First of all, you haven't yet told me why high frequency trading is driving up data costs.

Secondly, if $100/month is stopping your business from being profitable, that's a fault with your business model, nothing more. It would cost more to get a medium size Windows instance on Amacon EC2 for the month.

>Multiply that by the millions who could be trading but don't (a few hundred dollars a month is a barrier to a lot of people, that might have been the profit of a small strategy that worked).

I don't think you can claim that millions of people are being locked out of the market because of data costs.


If there's more data, then it's more costly to deal with it - simple as that.

What if there's a little appliance that you plug in which makes predictive models (you can think of it as installing software on your laptop). What if millions of people want this appliance but it costs a $100 a month but could have made about $100 dollars a month? They will choose not to invest.

This might seem contrived, but it's also the scenario behind the web (lot less blogs when it cost $100 per month).

The net effect is that less predictive models of the economy are created. This is bad because that's how capitalism allocates resources.

The larger framework is that competition increases quality. Any barrier to business decreases competition.


>If there's more data, then it's more costly to deal with it - simple as that.

You can still trade on daily bars. Anyone can. Whether you sum up a days worth of data into a daily bar, or you have an auction once a day you're still going to have the same sized data set.

>The net effect is that less predictive models of the economy are created.

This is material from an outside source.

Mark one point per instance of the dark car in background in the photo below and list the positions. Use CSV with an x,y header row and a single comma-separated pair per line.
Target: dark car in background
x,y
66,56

No it's not. $100/month is a reasonable cost. I don't know how to make this clearer to you. Data costs are among the CHEAPEST part of the equation when you're building a financial model. Quantitative analysts are paid six figures. Skilled programmers are paid on the order of six figures. Getting data costs down to $100 is not going to make someone go "Oh you know what? I'm ready to put in 100 hour weeks developing financial models because I can now afford a bus pass".

The examples you're giving sound ridiculous because they are ridiculous, and so is the premise you're basing them upon. It's like me telling you that I want to become a programmer but a $100 laptop cuts into my expenses too much.

>The larger framework is that competition increases quality. Any barrier to business decreases competition.

$100 will not increase competition. I can't put it any more plainly than that.


Well, if you want to brush everything off like that (including how you make predictive model from daily data when there's so much volatility when you actually want buy/sell) then you're clearly trying to win some type of "argument". Have at it boss.


>Well, if you want to brush everything off like that (including how you make predictive model from daily data when there's so much volatility when you actually want buy/sell) then you're clearly trying to win some type of "argument". Have at it boss.

Trade on opens. Occasionally there are gaps, but they are traditionally due to big news, almost always related to fundamentals. If you're modelling the stock market as a random walk, then you're just as likely to have volatility go for you as against you under normal market conditions.